1. Intro
When you run your program inside Docker, you probably sometimes notice that it takes a long time to stop. You probably even found out that this is because docker stop
first sends SIGTERM
to the process inside the container, and after a timeout of 10 seconds, it sends SIGKILL
.
At this point, you probably followed instructions in the documentation by installing an init system like tini or by declaring a handler for the SIGTERM
signal in your program.
I also did that, but for some reason, I kept wondering “Why?”. Why do you have to declare a handler or use the init system? My simple Python script terminates fine with the SIGTERM
signal when I run it outside the container.
By searching the Internet some more, I found out that processes with PID 1 are unique in Linux. One (1) is exactly the number of the process that the program starts with inside the container. This program and the PID 1 itself are usually called the init process. The Internet told me that the init process ignores SIGTERM
if it does not have a handler for it. But I could not find anywhere, answers to these questions:
- How does the init process ignore signals?
- Why Docker still could terminate it by sending a
SIGKILL
signal? - Why I can’t terminate the init process by sending a
SIGKILL
signal with the commandsudo kill -s SIGKILL 1
?
I guess this is why they call it open source so that you can open the source and find out for yourself.
2. Understanding how Linux protects processes with PID 1
When the Linux kernel boots it starts one process in userland called init, which will always get PID 1. The job of this init process is to:
- Start other processes
- Be the ancestor (direct or indirect) of all processes
- Adopt orphaned processes
- Terminate all processes on shutdown
By looking at the source code of the Linux kernel here is a TLDR of how the kernel sends signals to PID 1:
- The init process will not receive any signal unless it explicitly creates a handler for this signal.
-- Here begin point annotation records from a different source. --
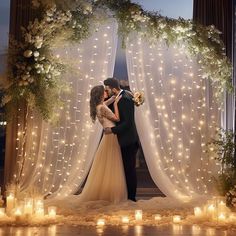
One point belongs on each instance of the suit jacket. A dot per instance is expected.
(125, 129)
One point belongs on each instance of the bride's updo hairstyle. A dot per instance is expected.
(96, 96)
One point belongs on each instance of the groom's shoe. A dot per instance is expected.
(133, 199)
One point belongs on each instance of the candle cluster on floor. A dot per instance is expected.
(27, 209)
(215, 210)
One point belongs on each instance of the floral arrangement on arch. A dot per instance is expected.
(34, 73)
(138, 98)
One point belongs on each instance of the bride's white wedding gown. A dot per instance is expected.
(106, 179)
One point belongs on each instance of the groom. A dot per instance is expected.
(126, 133)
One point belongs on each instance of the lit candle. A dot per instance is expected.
(221, 217)
(138, 215)
(232, 217)
(157, 217)
(39, 207)
(18, 214)
(211, 210)
(222, 206)
(28, 206)
(125, 219)
(52, 212)
(197, 211)
(176, 219)
(10, 203)
(100, 222)
(2, 212)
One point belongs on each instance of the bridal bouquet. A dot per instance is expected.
(138, 98)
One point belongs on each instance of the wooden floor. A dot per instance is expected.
(166, 230)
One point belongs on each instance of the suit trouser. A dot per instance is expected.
(129, 161)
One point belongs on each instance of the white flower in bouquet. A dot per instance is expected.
(138, 98)
(28, 53)
(38, 44)
(5, 100)
(36, 54)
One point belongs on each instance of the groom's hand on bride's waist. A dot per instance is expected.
(107, 130)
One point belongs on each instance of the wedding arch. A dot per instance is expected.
(70, 47)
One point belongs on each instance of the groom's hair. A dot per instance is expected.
(112, 83)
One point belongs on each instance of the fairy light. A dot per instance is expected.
(177, 112)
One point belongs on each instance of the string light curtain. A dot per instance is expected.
(177, 120)
(58, 157)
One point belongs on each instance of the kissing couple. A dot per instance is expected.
(112, 176)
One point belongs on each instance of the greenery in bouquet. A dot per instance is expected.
(34, 74)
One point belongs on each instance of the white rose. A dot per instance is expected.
(31, 80)
(38, 44)
(27, 53)
(36, 54)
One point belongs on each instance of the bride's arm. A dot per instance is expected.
(109, 114)
(116, 110)
(110, 100)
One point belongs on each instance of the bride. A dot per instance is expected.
(106, 179)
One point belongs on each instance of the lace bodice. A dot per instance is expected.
(105, 116)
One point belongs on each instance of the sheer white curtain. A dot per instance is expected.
(58, 157)
(177, 120)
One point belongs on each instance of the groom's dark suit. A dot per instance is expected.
(127, 136)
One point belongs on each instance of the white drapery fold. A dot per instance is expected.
(178, 118)
(58, 157)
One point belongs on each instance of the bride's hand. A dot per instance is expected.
(118, 99)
For example, if you send
SIGTERM
to PID 1 process, that didn’t create a handler for this signal, the OS will not send this signal and never terminate the process by default. So this isn’t the case that PID 1 processes ignore signals, it’s that they never receive them in the first place. - The init process will never receive
SIGKILL
orSIGSTOP
unless it comes from the ancestor namespace. This means that commandsudo kill -s SIGKILL 1
didn’t work only because it came from the namespace of the init process itself. Docker can kill it because it sendsSIGKILL
from the parent namespace.
2.1. Looking under the hood
This is the section where I just describe what happens in the code, and it can be skipped.
At the time of research, the latest stable version of Linux is 6.1, so we will examine the source code of this version.
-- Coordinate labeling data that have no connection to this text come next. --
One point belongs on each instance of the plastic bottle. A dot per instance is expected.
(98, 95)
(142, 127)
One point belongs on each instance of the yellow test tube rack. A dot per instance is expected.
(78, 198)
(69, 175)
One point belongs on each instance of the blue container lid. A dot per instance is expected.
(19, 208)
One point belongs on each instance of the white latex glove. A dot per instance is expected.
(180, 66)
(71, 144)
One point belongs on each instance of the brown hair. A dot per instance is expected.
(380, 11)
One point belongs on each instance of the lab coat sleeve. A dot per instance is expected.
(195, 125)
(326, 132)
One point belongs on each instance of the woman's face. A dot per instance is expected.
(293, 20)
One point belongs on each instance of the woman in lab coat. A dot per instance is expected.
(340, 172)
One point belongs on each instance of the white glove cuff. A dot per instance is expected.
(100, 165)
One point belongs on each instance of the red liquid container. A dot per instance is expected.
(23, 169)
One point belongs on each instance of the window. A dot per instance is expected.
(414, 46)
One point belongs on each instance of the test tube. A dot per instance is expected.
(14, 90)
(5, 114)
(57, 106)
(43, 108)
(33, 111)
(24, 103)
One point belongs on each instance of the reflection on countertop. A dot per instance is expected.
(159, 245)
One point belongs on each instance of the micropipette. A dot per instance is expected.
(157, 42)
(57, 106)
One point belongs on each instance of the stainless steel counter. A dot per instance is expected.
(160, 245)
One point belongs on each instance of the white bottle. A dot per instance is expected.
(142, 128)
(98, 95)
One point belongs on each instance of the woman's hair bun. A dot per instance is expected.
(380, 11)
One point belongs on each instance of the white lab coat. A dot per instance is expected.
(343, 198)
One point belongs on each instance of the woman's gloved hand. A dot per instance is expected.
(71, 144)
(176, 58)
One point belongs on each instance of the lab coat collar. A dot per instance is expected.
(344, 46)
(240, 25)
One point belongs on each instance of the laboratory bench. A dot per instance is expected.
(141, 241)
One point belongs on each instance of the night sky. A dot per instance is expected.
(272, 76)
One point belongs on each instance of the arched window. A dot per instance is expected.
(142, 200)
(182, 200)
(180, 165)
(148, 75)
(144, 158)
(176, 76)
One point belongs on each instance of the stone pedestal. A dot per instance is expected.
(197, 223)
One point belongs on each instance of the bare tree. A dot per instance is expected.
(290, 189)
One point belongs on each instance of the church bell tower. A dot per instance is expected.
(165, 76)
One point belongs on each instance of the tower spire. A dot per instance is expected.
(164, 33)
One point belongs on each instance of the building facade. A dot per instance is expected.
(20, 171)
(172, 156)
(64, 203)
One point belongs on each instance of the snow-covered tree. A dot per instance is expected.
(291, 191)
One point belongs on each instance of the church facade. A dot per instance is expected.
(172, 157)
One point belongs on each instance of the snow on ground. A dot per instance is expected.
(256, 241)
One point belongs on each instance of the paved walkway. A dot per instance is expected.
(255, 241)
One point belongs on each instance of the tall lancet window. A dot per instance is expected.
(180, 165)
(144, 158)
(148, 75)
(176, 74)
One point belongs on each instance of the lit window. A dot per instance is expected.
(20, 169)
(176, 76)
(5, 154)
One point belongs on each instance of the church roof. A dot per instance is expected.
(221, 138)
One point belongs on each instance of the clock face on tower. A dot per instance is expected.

- Linux starts the init process in
/init/main.c
in the rest_init function. - We are interested in line 694 which passes the
kernel_init
function (which starts the init process) as an argument to the function user_mode_thread from/kernel/fork.c
that starts a process in user mode. user_mode_thread
in line 2747 invokes the kernel_clone function.kernel_clone
in line 2671 invokes the copy_process function.copy_process
is a big function, but in line 2443 it sets theSIGNAL_UNKILLABLE
flag for the process that passes theis_child_reaper
check.- is_child_reaper is a function in
include/linux/pid.h
that checks if the process has PID 1 in its own namespace.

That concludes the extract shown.